# Another MTM Inspired Board



## Tom Smart (Nov 5, 2014)

Well, it's almost completed anyway. I haven't slathered mineral oil on it yet. I have found it best to let these sit for several days before doing that because the glue joints expand a bit and need re-sanding. 

Everything is end grain. Cherry, maple and bubinga. Check out MTM on YouTube. He really has some wonderful cutting boards. 



 

Tom

Reactions: Like 4 | EyeCandy! 3


----------



## Aurora North (Nov 8, 2014)

Very nice Tom! Any beeswaxed photos? If you don't already have any I use a company called calphams. All natural food grade finishes. 

MTM is great. I love watching his videos on my lunch breaks at work. That guy is dialed in when it comes to cutting boards and he edits really nicely.


----------



## Tom Smart (Nov 8, 2014)

Yusuke, thanks! I still haven't finished this yet. I'll let it sit a few more days and re-sand it to knock down the glue joints that tend to expand a bit. I haven't used Calphams, I usually use straight mineral oil. But I will take a look at it, thanks for the tip.

Yeah, MTM's videos are great and, unlike many others, he makes it easy to follow what he is doing without being drawn out and laborious. I've learned a lot watching them, in fact, yesterday I put together a coupla PVC pipes like he has for glue ups.

Tom

Reactions: Like 1


----------



## Kevin (Nov 8, 2014)

Nice one Tom!


----------



## manbuckwal (Nov 8, 2014)

Nice sharp contrast with the border and inner inlay ! Very appealing to the eye


----------



## Tom Smart (Nov 8, 2014)

manbuckwal said:


> Nice sharp contrast with the border and inner inlay ! Very appealing to the eye



I made that much harder than it should have been when I was assembling and gluing. I had to walk away from it several times, but I'm happy with how it finally turned out.


----------



## Tony (Nov 8, 2014)

Tom Smart said:


> I put together a coupla PVC pipes like he has for glue ups.

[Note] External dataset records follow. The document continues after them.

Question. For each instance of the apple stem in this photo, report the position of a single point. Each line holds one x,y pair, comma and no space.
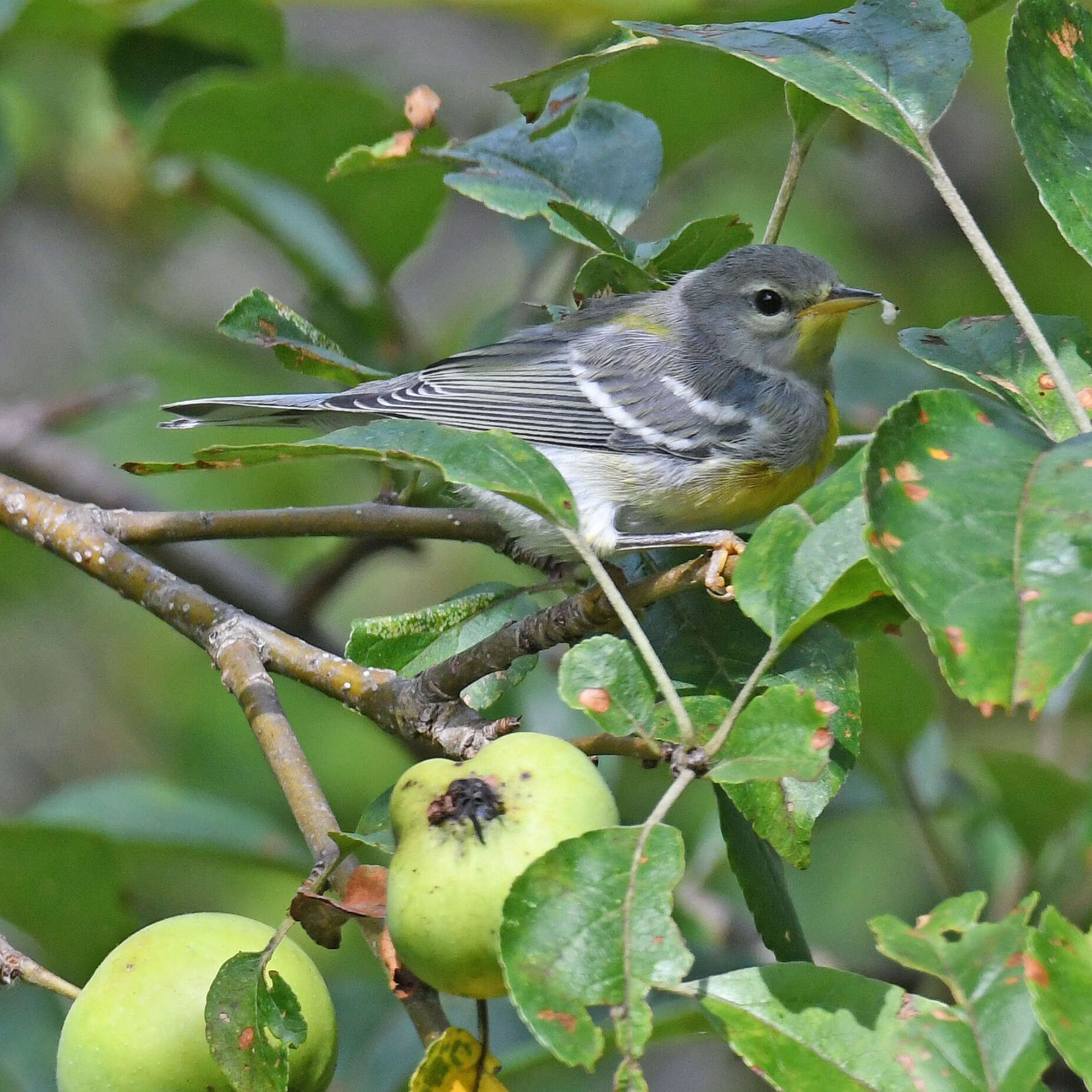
483,1007
282,932
16,967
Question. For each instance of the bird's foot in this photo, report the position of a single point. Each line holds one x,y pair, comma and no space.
731,546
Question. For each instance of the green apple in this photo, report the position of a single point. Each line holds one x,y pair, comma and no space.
139,1024
464,832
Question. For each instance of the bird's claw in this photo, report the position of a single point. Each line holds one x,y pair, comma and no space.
719,568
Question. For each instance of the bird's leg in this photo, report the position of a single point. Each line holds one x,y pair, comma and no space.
724,545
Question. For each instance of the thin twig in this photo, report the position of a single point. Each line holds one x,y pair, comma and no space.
588,612
235,652
320,580
62,466
727,724
16,967
1001,276
638,637
72,532
852,441
796,154
372,519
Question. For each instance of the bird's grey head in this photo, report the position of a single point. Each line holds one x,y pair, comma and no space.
777,307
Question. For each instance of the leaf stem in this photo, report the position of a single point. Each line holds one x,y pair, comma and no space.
988,258
674,792
727,724
640,639
796,154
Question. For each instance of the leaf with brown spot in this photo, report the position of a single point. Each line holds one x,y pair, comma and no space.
250,1024
322,916
452,1064
567,1020
594,699
605,679
1006,1050
808,560
997,583
993,354
561,937
1050,82
1058,972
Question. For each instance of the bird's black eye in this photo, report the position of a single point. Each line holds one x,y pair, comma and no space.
768,302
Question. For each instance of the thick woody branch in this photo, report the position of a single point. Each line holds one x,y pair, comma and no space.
235,652
372,519
60,465
74,533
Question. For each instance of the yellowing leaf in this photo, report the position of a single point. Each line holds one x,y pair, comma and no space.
451,1065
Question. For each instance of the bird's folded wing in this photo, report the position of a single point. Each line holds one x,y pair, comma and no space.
605,389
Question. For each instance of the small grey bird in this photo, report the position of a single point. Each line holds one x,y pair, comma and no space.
667,413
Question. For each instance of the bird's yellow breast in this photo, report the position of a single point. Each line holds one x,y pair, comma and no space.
724,493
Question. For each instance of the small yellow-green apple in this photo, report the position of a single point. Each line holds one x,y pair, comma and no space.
464,832
139,1024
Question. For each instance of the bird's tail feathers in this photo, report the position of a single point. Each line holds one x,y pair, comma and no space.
247,410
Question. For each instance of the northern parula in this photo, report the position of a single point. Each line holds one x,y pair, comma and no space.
667,413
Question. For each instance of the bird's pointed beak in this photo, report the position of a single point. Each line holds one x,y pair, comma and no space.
840,299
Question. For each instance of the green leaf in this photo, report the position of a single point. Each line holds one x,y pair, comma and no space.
561,106
785,812
249,29
240,1015
262,320
290,127
1002,587
561,936
613,274
977,961
816,1028
762,877
493,460
594,231
808,114
412,643
808,560
531,93
1038,799
695,246
1058,970
995,355
375,828
389,153
891,66
713,647
604,677
707,712
163,44
779,734
1050,72
605,162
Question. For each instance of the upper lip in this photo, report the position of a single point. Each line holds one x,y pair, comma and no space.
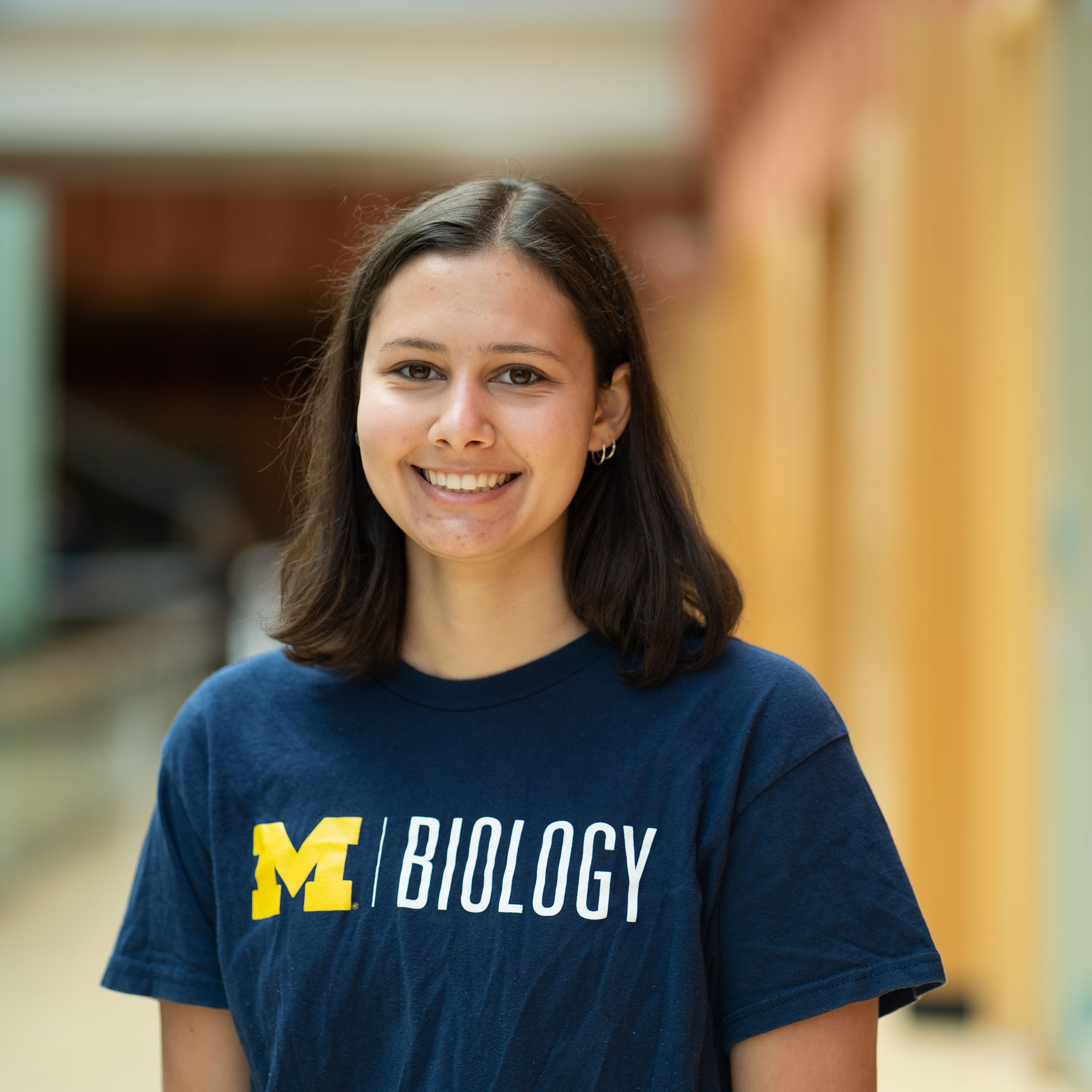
464,470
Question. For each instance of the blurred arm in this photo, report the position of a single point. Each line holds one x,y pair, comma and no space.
835,1052
201,1051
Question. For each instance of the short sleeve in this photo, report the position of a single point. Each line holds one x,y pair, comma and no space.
168,945
816,910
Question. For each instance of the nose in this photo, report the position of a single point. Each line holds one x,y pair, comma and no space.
465,418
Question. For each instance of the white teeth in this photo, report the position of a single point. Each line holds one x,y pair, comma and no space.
467,483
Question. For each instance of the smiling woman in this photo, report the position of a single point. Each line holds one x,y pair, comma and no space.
493,330
504,621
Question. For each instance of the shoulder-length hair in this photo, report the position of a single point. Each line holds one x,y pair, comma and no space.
639,568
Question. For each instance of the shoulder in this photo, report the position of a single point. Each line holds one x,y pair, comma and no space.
246,699
780,711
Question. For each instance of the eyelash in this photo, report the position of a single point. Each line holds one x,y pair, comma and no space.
402,371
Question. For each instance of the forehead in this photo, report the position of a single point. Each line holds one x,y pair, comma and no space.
491,292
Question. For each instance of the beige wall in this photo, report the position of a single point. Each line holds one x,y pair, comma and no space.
861,395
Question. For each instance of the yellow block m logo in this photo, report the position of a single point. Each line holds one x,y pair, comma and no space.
324,851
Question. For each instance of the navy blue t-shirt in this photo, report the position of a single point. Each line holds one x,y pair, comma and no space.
545,880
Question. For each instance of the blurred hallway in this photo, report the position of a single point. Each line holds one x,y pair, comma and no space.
63,1031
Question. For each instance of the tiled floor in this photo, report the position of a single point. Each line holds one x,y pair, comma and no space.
61,1031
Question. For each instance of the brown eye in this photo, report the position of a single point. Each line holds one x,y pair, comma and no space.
418,371
520,377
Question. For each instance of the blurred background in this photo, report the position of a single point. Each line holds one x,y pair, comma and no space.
863,234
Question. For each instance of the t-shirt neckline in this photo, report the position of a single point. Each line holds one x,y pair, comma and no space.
524,682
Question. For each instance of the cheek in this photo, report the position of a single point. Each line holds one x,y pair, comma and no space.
387,432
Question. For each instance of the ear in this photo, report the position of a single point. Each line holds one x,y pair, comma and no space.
612,413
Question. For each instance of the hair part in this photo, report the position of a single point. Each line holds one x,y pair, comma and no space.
639,568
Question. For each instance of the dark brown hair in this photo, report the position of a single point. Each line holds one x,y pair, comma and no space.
639,568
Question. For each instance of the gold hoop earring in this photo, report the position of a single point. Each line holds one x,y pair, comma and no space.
604,455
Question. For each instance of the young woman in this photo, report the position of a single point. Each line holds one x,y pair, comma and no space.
513,811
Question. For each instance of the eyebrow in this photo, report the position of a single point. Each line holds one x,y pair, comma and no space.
425,347
520,348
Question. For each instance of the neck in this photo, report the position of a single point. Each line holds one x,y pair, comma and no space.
468,620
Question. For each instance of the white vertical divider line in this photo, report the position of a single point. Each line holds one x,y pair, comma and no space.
379,857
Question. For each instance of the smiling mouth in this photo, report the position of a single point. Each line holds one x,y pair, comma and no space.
466,483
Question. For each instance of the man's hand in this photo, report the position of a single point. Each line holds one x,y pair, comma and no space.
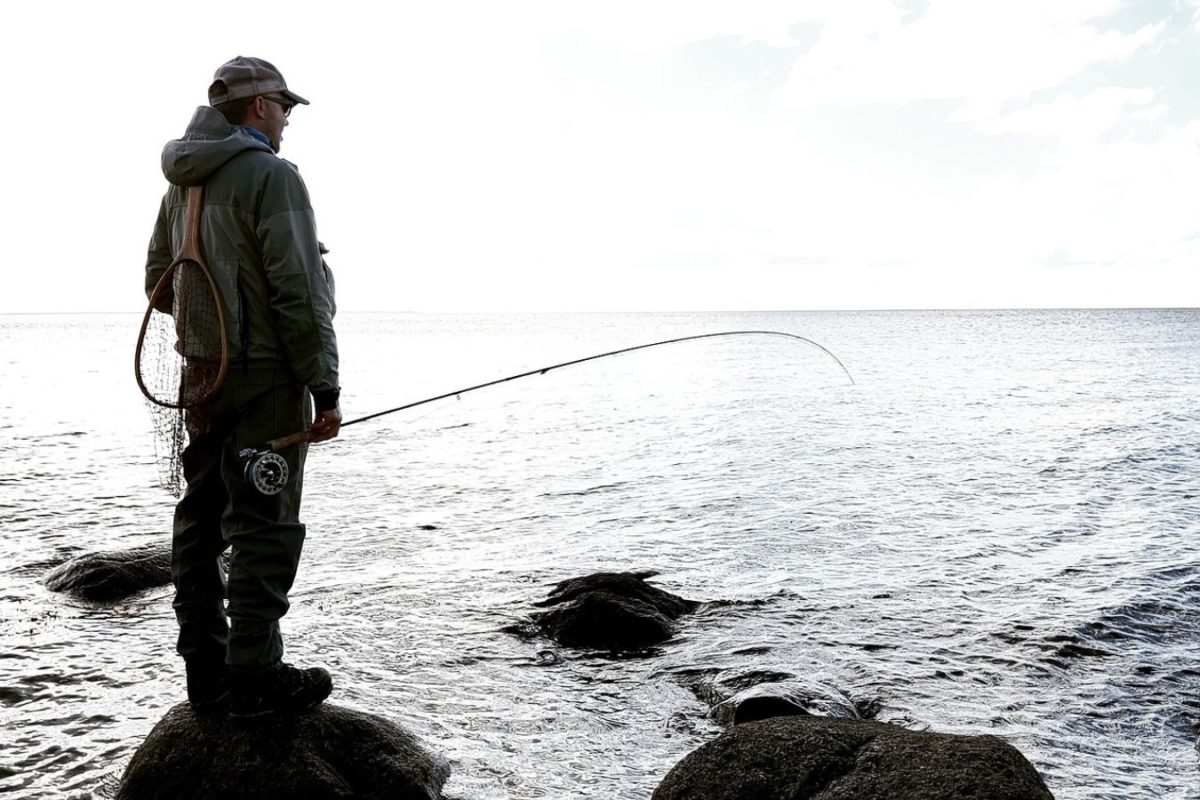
325,425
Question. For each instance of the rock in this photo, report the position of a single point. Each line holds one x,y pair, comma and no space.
624,584
738,696
612,611
816,758
786,698
323,755
600,619
113,575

Beautiful board Tom! I built one of those PVC things a couple of weeks ago when I saw that video too, it makes glue-ups a lot easier! Tony


----------



## Kevin (Nov 8, 2014)

That's funny because I built two of them last year when I discovered his videos. He sure has influenced a lot of woodworkers.


----------



## Tom Smart (Nov 8, 2014)

I've been able to use the PVC stands once and wish I had taken his visual advice earlier.

Reactions: Agree 1


----------



## ironman123 (Nov 8, 2014)

Nice board Tom.


----------



## Tony (Nov 8, 2014)

Tom Smart said:


> I'll let it sit a few more days and re-sand it to knock down the glue joints that tend to expand a bit



Tom, I'm not sure if this would help with the glue joints, but when I do mine, I sand through 150 grit then mist it with water, let it dry, then hit it again with 150 just enough to knock the grain down. I haven't noticed any problems with the glue joints expanding on me. Just a thought.........


----------



## Tom Smart (Nov 8, 2014)

Tony, thanks, I'll try it. I've been sanding through to 320 and then giving them several days before hitting it quickly with 320 again. I don't have any issues with raised grain because these are all end grain.


----------